The baby is great. My wife and I have just started potty training. Which I think is important because when we want to potty train the baby, we should set an example.

—Howie Mandell

Wasn’t Me

Responsible? Who wants to be responsible? Whenever something bad happens, it’s always, “Who’s responsible for this?”

—Jerry Seinfeld

Parental Warning

My father established our relationship when I was seven years old. He looked at me and said, “You know, I brought you into this world, and I can take you out. And it don’t make no difference to me. I’ll make another one look just like you.”

—Bill Cosby

Come on, Science

It’s absolutely stupid that we live without an ozone layer. We have men, we’ve got rockets, we’ve got Saran Wrap—FIX IT!!!

—Lewis Black

Lincoln on Lock Down

I don’t know if you’ve ever had only five dollars in the bank, but guess what–you can’t get it out. You can’t.

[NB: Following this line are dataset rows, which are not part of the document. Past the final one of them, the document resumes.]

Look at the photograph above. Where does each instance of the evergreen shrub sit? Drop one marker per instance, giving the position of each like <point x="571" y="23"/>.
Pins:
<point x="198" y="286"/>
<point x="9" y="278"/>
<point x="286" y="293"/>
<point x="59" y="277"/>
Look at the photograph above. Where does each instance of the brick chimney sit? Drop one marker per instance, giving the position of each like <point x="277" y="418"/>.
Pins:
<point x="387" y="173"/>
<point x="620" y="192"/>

You can visit your five dollars, you can call it on the phone, but you can’t get it out.

—Louis C.K.

The Obituary of Martin Levine

“Martin Levine, owner of a movie theater chain in New York City, has passed away at age 65,” read the newspaper obit. “The funeral will be held on Thursday at 2:10, 4:20, 6:30, 8:40, and 10:50.”

—Merrill Markoe

10 Quotes About Springtime

“Spring is nature’s way of saying, ‘Let’s party'””
–Robin Williams

“The weather here is gorgeous. It’s mild and feels like it’s in the eighties. The hot dog vendors got confused because of the weather and thought it was spring, so they accidentally changed the hot dog water in their carts.”
–David Letterman

“In the spring, at the end of the day, you should smell like dirt.”
–Margaret Atwood

“If we had no winter, the spring would not be so pleasant: if we did not sometimes taste of adversity, prosperity would not be so welcome.”
— Josh Billings

“Flowers are the sweetest things God ever made and forgot to put a soul into.”
— Henry Ward Beecher

“Gardens and flowers have a way of bringing people together, drawing them from their homes.”
— Clare Ansberry

“The earth laughs in flowers.”
— e e cummings

“At my age flowers scare me.”
— George Burns

“If the English language made any sense, lackadaisical would have something to do with a shortage of flowers.”
— Doug Larsen

“A cynic is a man who, when he smells flowers, looks around for a coffin.”